THE BRONX — A group of Bronx hospitals and insurance companies have found that a nurse's phone call can help treat one of modern medicine's greatest ailments: patients who must return to the hospital soon after they leave.
Hospital readmissions are a chronic, costly epidemic in the United States — Medicare patient readmissions alone cost $26 billion each year.
In The Bronx, the problem is especially acute — the county’s 30-day readmission rate in 2010 of 18.1 percent, or nearly one in five patients, was the highest of 306 hospital regions examined in the 2013 Dartmouth Atlas Report.
But now, three Bronx nonprofit hospitals and two payer companies have released a study showing that an innovative program they designed, which keeps nurses in contact with patients after they leave the hospital, reduces the number of patients who are readmitted.
The findings are particularly relevant today with the Affordable Care Act’s focus on driving down health care costs and Medicare’s new policy of penalizing hospitals with overly high readmission rates, the study's sponsors said.
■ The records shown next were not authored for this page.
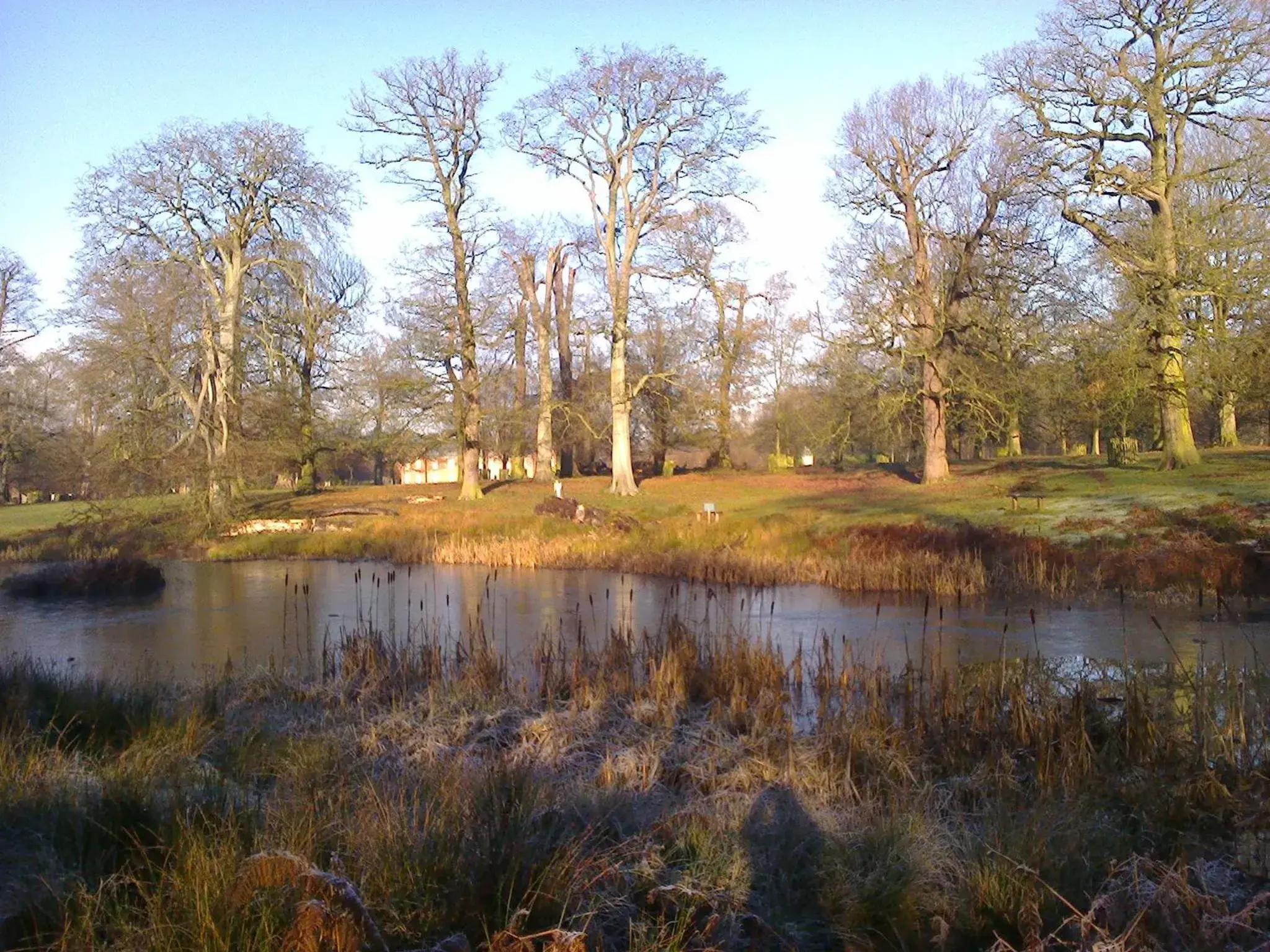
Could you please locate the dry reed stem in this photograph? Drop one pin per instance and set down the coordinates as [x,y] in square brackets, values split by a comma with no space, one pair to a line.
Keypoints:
[333,914]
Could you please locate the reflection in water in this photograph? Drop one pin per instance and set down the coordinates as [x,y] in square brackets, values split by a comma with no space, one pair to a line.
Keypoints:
[255,612]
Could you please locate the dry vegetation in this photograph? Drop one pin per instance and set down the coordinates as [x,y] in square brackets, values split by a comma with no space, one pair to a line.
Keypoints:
[866,530]
[869,530]
[660,794]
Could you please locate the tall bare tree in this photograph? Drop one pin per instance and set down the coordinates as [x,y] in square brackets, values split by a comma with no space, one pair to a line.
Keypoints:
[221,201]
[1110,94]
[425,120]
[695,249]
[19,300]
[550,302]
[646,134]
[918,169]
[327,291]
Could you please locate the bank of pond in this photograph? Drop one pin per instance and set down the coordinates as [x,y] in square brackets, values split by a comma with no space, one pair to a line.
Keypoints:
[281,614]
[693,786]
“There’s a whole constellation of things that factor into [readmissions]," said Anne Meara, who led the study and is associate vice president of network management at Montefiore Care Management. “We really believe it is our mission to figure out how we can do a better job of dealing with those issues.”
There are many reasons why recently released patients end up back in the hospital.
Many struggle to recall discharge instructions they were told at the hospital while still stressed and medicated.
Some return to isolated home lives where there is no one to monitor the food they eat or pills they take.
Others are bombarded with housing woes, job worries, family dilemmas, transportation challenges and other obstacles that thwart their recoveries.
The study followed 775 patients over 10 months. The patients were all Bronx residents ages 50 or older who had a telephone where they lived and were expected to be discharged from one of the three hospitals.
The 500 patients who received at least two interventions through a special “care transitions” program had a 17.6 percent 60-day hospital readmission rate.
Meanwhile, the 190 patients who received standard care had a 26.3 percent readmission rate.
The interventions, performed by special “care transitions” nurses, included an educational session before the patients left the hospital, then periodic phone calls once they returned home.
The nurses used the calls to discuss medications, check for symptoms and make sure the patients visited a doctor within two weeks of leaving the hospital. If the patients couldn’t fill a prescription or find a ride to the doctor, the nurses were ready to offer help.
The care transition program helped keep more patients than normal from returning to the hospital for several reasons, according to Meara and others involved.
First, it created uniform procedures for following up with patients, training staff and entering data that — crucially — makes it clear who should interact with discharged patients and how.
Second, it enabled the designated nurses to strike up a rapport with patients, which helped them stay in touch after the patients returned home.
And third, it involved the payers, who agreed to pay a fee for these transition services, which demand an up-front investment but can lead to big savings.
Bronx Collaborative, the group that designed the program and the study, was founded in 2009 and has focused on reducing preventable hospital readmissions.
It includes Bronx Lebanon Hospital Center, St. Barnabas Hospital and Montefiore Medical Center, as well as the payer organizations EmblemHealth and Healthfirst.